-
Notifications
You must be signed in to change notification settings - Fork 0
Description
Problem
With the compiled executable (#77) and cross-episode learning (#76), several episode lifecycle questions are unanswered. Currently:
- SPACE starts/stops simulation (goes away with auto-start)
- R resets the scene
- Episode boundaries are detected ad-hoc by tick resets in
EpisodeMemoryManager - No formal protocol for episode end conditions
- No way to chain episodes automatically
For persistent cross-episode memory (#76) to work, and for the compiled executable (#77) to feel polished, the episode lifecycle needs a clear protocol that both Godot and Python agree on.
Questions to Answer
1. How does an episode END?
Define explicit end conditions per scenario:
- Foraging: All resources collected? Health reaches 0? Tick limit (e.g., 500 ticks)?
- Crafting chain: All recipes crafted? Tick limit?
- Team capture: All points held? Time limit?
Currently foraging.gd has MAX_RESOURCES=7 but no end-on-completion logic.
2. How does Godot signal episode end to Python?
Options:
- Special field in observation:
{"episode_complete": true, "reason": "all_collected", "score": 85} - Dedicated endpoint:
POST /episode_endfrom Godot → Python - Observation stops arriving (implicit — fragile)
3. How does a new episode START?
- Auto-restart after N seconds?
- Python requests restart via
POST /reset? - User presses a key in the game window?
- Configurable:
--episodes 5 --delay-between 3
4. How are episodes numbered/tracked?
For #76's persistent memory, each episode needs an ID:
- Sequential: episode_1, episode_2, ...
- Timestamped: episode_20260223_143022
- Both Godot and Python must agree on the current episode ID
5. Can episodes chain automatically?
For the learning progression demo (#76), users want to run 5+ episodes and watch improvement:
python run.py --scenario foraging --episodes 5This requires: auto-restart, episode boundary signaling, and Python-side orchestration.
Proposed Protocol
Episode State Machine
WAITING → RUNNING → ENDED → (auto) WAITING
| | |
| tick_advanced |
| observations |
| tool_calls |
| | |
| end_condition |
| met |
| | |
| v |
| ENDED --------+--→ save persistent memory
| | generate episode summary
| v
+---- WAITING (reset scene, increment episode_id)
IPC Messages
Godot → Python (episode end):
Include in final observation or as a separate message:
{
"episode_ended": true,
"episode_id": 3,
"reason": "objective_complete",
"final_score": 85,
"ticks_elapsed": 247,
"metrics": {
"resources_collected": 7,
"damage_taken": 15,
"distance_traveled": 142.5,
"exploration_pct": 0.78
}
}Python → Godot (episode control):
New endpoints or CLI args:
POST /reset — restart current scenario
POST /configure — set episode params (tick_limit, auto_restart)

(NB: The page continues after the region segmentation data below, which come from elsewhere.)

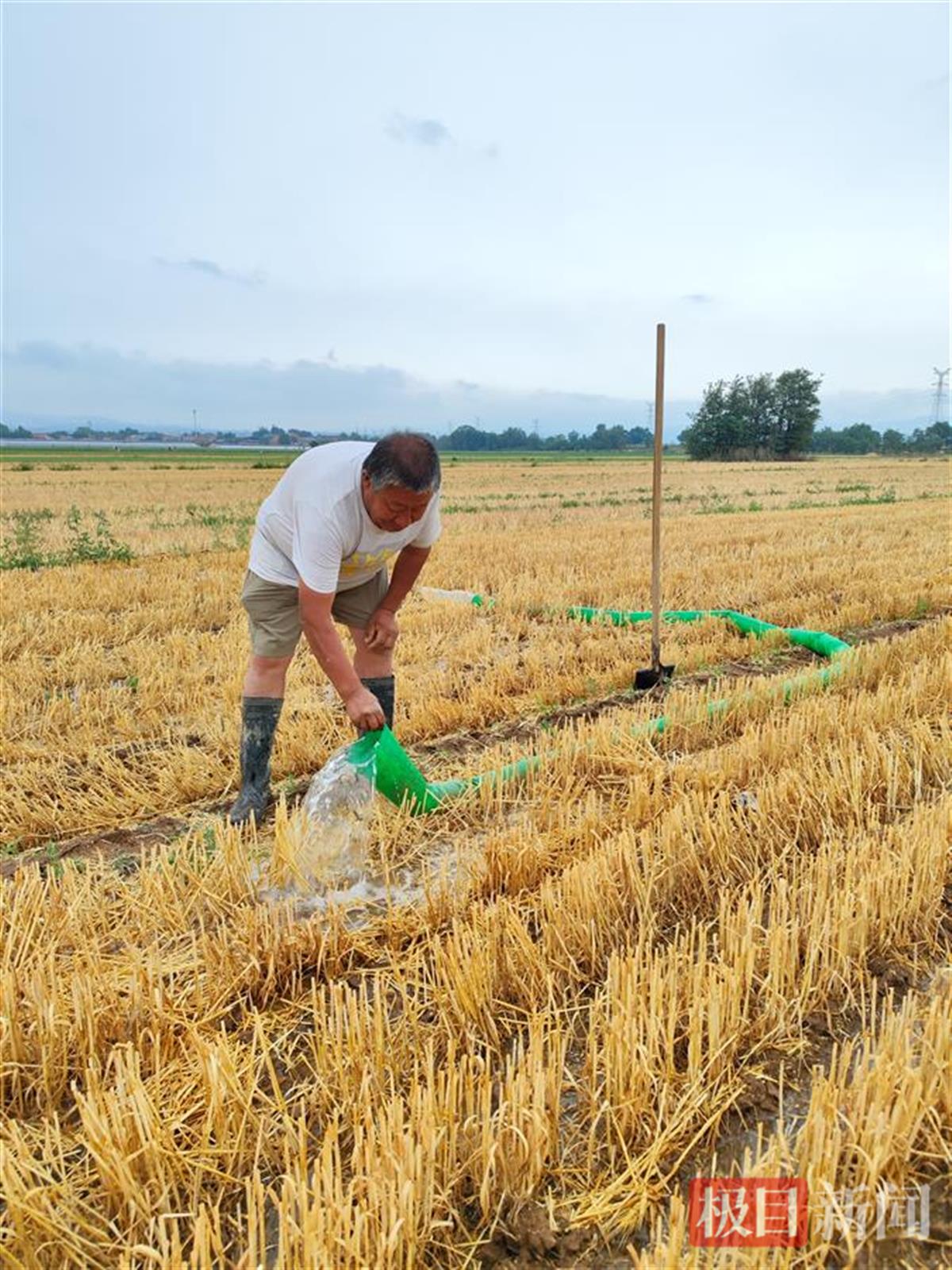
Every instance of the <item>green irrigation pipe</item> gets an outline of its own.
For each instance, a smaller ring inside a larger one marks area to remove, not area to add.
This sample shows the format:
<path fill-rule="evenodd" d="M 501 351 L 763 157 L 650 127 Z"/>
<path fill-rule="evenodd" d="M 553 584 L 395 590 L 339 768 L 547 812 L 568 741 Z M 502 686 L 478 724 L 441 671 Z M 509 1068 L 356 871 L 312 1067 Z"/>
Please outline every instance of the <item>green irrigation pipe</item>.
<path fill-rule="evenodd" d="M 471 597 L 471 603 L 476 607 L 491 606 L 491 601 L 486 601 L 482 596 L 476 594 Z M 651 621 L 650 612 L 626 612 L 619 608 L 589 608 L 584 605 L 572 605 L 564 612 L 566 617 L 576 621 L 608 622 L 612 626 L 635 626 L 637 622 Z M 842 639 L 836 639 L 835 635 L 802 630 L 800 627 L 774 626 L 773 622 L 760 621 L 759 617 L 748 617 L 746 613 L 737 613 L 732 608 L 687 608 L 661 613 L 661 620 L 665 622 L 697 622 L 703 617 L 724 617 L 745 635 L 755 635 L 758 639 L 768 631 L 783 631 L 791 644 L 800 644 L 803 648 L 809 648 L 812 653 L 829 659 L 829 665 L 795 676 L 792 679 L 783 679 L 777 691 L 782 695 L 784 705 L 797 693 L 815 683 L 826 687 L 833 677 L 843 671 L 844 654 L 850 652 L 850 645 Z M 753 693 L 748 693 L 746 696 L 750 697 Z M 740 700 L 746 700 L 746 697 L 735 698 L 735 701 Z M 729 697 L 722 697 L 720 701 L 710 701 L 707 704 L 708 718 L 713 719 L 717 715 L 725 714 L 730 705 L 731 700 Z M 647 723 L 636 725 L 632 729 L 632 735 L 663 733 L 666 726 L 668 718 L 659 715 L 656 719 L 649 719 Z M 451 781 L 428 781 L 388 728 L 382 728 L 380 732 L 364 733 L 349 749 L 350 763 L 364 772 L 385 798 L 390 799 L 391 803 L 396 803 L 397 806 L 406 804 L 414 815 L 435 812 L 452 799 L 466 794 L 467 790 L 479 789 L 484 784 L 495 785 L 496 782 L 505 784 L 508 781 L 522 780 L 531 771 L 539 767 L 547 757 L 552 756 L 529 754 L 526 758 L 517 759 L 514 763 L 506 763 L 505 767 L 496 768 L 493 772 L 482 772 L 479 776 L 467 776 Z"/>

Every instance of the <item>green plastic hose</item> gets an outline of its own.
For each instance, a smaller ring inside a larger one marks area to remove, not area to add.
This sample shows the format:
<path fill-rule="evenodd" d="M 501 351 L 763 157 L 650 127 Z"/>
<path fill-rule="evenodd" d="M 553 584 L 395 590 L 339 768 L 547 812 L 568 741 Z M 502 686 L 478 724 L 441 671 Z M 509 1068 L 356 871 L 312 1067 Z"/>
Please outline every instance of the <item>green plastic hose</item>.
<path fill-rule="evenodd" d="M 476 607 L 490 607 L 493 601 L 482 596 L 473 596 L 471 601 Z M 637 622 L 651 621 L 650 612 L 626 612 L 619 608 L 589 608 L 584 605 L 572 605 L 566 610 L 556 610 L 583 622 L 608 622 L 612 626 L 635 626 Z M 834 676 L 842 673 L 844 667 L 843 654 L 850 652 L 850 645 L 845 640 L 836 639 L 835 635 L 826 635 L 823 631 L 801 630 L 800 627 L 774 626 L 773 622 L 764 622 L 759 617 L 749 617 L 746 613 L 737 613 L 732 608 L 685 608 L 671 610 L 661 613 L 665 622 L 697 622 L 704 617 L 724 617 L 732 622 L 737 630 L 758 639 L 768 631 L 783 631 L 791 644 L 800 644 L 811 652 L 829 659 L 830 664 L 816 671 L 807 671 L 791 679 L 783 679 L 778 687 L 784 705 L 809 690 L 814 685 L 826 687 Z M 708 718 L 725 714 L 731 705 L 743 704 L 751 700 L 754 693 L 745 693 L 741 697 L 722 697 L 720 701 L 710 701 L 707 705 Z M 663 733 L 668 725 L 665 715 L 649 719 L 646 723 L 632 728 L 632 735 L 654 735 Z M 404 747 L 396 739 L 390 728 L 380 732 L 364 733 L 353 743 L 349 751 L 349 761 L 359 768 L 368 780 L 373 780 L 376 787 L 397 806 L 406 805 L 414 815 L 423 815 L 435 812 L 452 799 L 459 798 L 467 790 L 479 789 L 480 785 L 508 784 L 509 781 L 523 780 L 531 771 L 541 767 L 542 763 L 553 754 L 529 754 L 519 758 L 514 763 L 506 763 L 493 772 L 482 772 L 479 776 L 467 776 L 451 781 L 428 781 L 419 767 L 414 763 Z"/>

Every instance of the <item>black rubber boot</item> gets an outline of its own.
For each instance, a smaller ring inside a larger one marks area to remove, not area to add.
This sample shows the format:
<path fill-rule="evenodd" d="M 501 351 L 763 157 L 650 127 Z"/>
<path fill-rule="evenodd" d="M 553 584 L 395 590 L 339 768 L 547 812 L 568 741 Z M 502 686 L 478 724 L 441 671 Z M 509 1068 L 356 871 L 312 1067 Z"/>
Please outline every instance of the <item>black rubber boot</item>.
<path fill-rule="evenodd" d="M 380 701 L 380 707 L 383 711 L 383 718 L 386 719 L 387 728 L 393 730 L 393 676 L 386 674 L 380 679 L 360 679 L 360 683 L 368 688 L 374 697 Z"/>
<path fill-rule="evenodd" d="M 251 817 L 261 823 L 270 801 L 272 748 L 283 697 L 241 698 L 241 791 L 228 812 L 231 824 Z"/>

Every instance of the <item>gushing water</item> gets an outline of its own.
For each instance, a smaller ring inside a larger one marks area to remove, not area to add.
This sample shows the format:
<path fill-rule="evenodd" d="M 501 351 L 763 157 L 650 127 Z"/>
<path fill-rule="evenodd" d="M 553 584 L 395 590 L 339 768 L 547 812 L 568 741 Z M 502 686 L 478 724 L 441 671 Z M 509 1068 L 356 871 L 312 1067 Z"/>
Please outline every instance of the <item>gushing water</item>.
<path fill-rule="evenodd" d="M 372 763 L 354 765 L 350 745 L 330 756 L 275 842 L 261 899 L 326 895 L 364 880 L 374 775 Z"/>
<path fill-rule="evenodd" d="M 331 908 L 348 926 L 362 926 L 374 913 L 416 903 L 425 876 L 449 880 L 458 846 L 440 843 L 424 860 L 400 869 L 374 870 L 369 856 L 376 765 L 355 765 L 350 745 L 335 751 L 312 777 L 307 794 L 275 841 L 260 874 L 259 899 L 293 900 L 296 917 Z"/>

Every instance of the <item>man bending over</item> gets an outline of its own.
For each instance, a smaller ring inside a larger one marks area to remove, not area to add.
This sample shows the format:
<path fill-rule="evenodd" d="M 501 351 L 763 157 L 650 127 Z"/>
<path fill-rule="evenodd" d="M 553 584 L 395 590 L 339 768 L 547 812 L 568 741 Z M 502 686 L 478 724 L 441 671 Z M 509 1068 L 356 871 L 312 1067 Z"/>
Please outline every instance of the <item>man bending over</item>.
<path fill-rule="evenodd" d="M 232 824 L 260 822 L 268 805 L 274 730 L 302 630 L 357 729 L 392 728 L 396 612 L 439 537 L 439 480 L 434 446 L 395 432 L 376 444 L 306 451 L 261 504 L 241 592 L 251 659 Z M 335 621 L 350 630 L 353 662 Z"/>

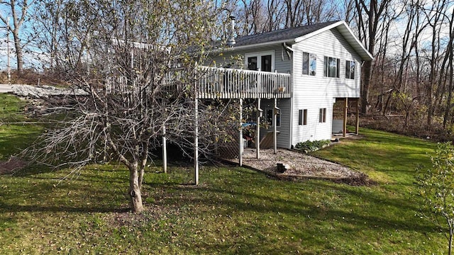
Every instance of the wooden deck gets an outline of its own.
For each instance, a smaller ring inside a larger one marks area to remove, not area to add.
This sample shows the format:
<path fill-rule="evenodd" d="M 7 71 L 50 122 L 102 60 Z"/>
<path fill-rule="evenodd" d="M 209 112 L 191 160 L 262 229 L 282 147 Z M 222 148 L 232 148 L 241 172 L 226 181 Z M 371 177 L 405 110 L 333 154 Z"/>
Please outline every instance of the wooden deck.
<path fill-rule="evenodd" d="M 291 96 L 290 74 L 199 67 L 199 98 L 284 98 Z"/>
<path fill-rule="evenodd" d="M 292 76 L 269 72 L 199 67 L 195 72 L 198 98 L 285 98 L 292 96 Z M 187 80 L 184 71 L 175 69 L 162 79 L 165 93 L 179 94 Z M 128 82 L 129 81 L 129 82 Z M 148 83 L 147 77 L 128 81 L 118 76 L 108 80 L 110 92 L 138 93 L 134 84 Z M 194 81 L 189 81 L 193 83 Z"/>
<path fill-rule="evenodd" d="M 269 72 L 199 67 L 194 85 L 199 98 L 285 98 L 292 96 L 292 75 Z M 184 71 L 175 69 L 166 74 L 162 82 L 165 93 L 179 93 Z M 134 84 L 148 83 L 147 77 L 128 81 L 117 76 L 108 79 L 105 88 L 109 92 L 138 93 Z M 194 81 L 190 81 L 191 83 Z"/>

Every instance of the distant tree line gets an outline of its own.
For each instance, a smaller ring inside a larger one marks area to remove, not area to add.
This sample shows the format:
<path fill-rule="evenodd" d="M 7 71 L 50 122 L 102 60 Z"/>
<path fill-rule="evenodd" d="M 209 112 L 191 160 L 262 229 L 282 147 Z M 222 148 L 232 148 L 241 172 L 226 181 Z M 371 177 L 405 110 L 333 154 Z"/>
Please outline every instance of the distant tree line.
<path fill-rule="evenodd" d="M 23 68 L 23 51 L 31 49 L 46 52 L 43 65 L 57 73 L 84 65 L 84 50 L 98 36 L 94 33 L 101 32 L 90 31 L 99 15 L 99 10 L 89 8 L 93 3 L 3 1 L 6 11 L 0 13 L 0 24 L 6 26 L 6 16 L 11 16 L 8 27 L 18 70 Z M 81 4 L 87 6 L 87 11 L 76 11 Z M 450 129 L 454 123 L 453 5 L 451 0 L 217 0 L 209 8 L 218 24 L 236 16 L 238 35 L 345 21 L 375 57 L 362 63 L 362 113 L 399 115 L 404 127 L 430 130 Z"/>

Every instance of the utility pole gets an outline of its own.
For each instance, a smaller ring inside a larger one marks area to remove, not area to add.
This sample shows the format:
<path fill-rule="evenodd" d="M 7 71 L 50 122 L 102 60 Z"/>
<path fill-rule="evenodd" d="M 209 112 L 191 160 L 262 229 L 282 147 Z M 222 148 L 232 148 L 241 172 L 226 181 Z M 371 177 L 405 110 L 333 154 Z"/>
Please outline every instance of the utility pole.
<path fill-rule="evenodd" d="M 11 69 L 9 64 L 9 16 L 6 17 L 6 55 L 8 62 L 6 63 L 6 73 L 8 74 L 8 85 L 11 85 Z"/>

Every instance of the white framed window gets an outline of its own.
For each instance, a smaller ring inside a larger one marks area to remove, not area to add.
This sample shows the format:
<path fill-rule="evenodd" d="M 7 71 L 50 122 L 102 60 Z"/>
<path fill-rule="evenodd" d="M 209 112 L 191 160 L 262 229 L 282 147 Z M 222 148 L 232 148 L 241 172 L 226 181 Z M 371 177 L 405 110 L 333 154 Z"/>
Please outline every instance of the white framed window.
<path fill-rule="evenodd" d="M 248 53 L 244 56 L 245 67 L 248 70 L 273 72 L 275 69 L 275 52 L 267 51 Z"/>
<path fill-rule="evenodd" d="M 299 110 L 298 111 L 298 125 L 307 125 L 307 109 Z"/>
<path fill-rule="evenodd" d="M 320 108 L 319 113 L 319 122 L 324 123 L 326 122 L 326 108 Z"/>
<path fill-rule="evenodd" d="M 345 79 L 355 79 L 355 61 L 345 61 Z"/>
<path fill-rule="evenodd" d="M 317 55 L 303 52 L 303 74 L 315 76 L 317 74 Z"/>
<path fill-rule="evenodd" d="M 274 123 L 272 123 L 272 115 L 274 113 L 273 108 L 266 108 L 265 110 L 265 118 L 267 124 L 268 125 L 272 126 Z M 276 127 L 281 126 L 281 115 L 278 113 L 276 115 Z"/>
<path fill-rule="evenodd" d="M 323 76 L 325 77 L 339 78 L 340 60 L 336 57 L 325 57 L 323 60 Z"/>

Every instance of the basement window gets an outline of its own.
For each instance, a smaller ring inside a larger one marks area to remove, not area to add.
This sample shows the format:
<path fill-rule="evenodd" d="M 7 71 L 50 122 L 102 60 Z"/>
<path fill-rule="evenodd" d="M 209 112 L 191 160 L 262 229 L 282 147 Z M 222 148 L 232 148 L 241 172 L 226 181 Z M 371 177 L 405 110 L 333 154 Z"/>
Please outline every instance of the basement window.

--episodes N — run N episodes then quit
--tick-limit 500 — max ticks per episode
Godot-Side Changes
- Add end conditions to
base_scene_controller.gd(configurable per scenario) - Add
episode_idtracking (increment on reset) - Add auto-restart logic (configurable delay)
- Include episode metadata in observations
Python-Side Changes
- SDK
AgentArenaclass gains episode lifecycle hooks:on_episode_start(episode_id)on_episode_end(episode_id, summary)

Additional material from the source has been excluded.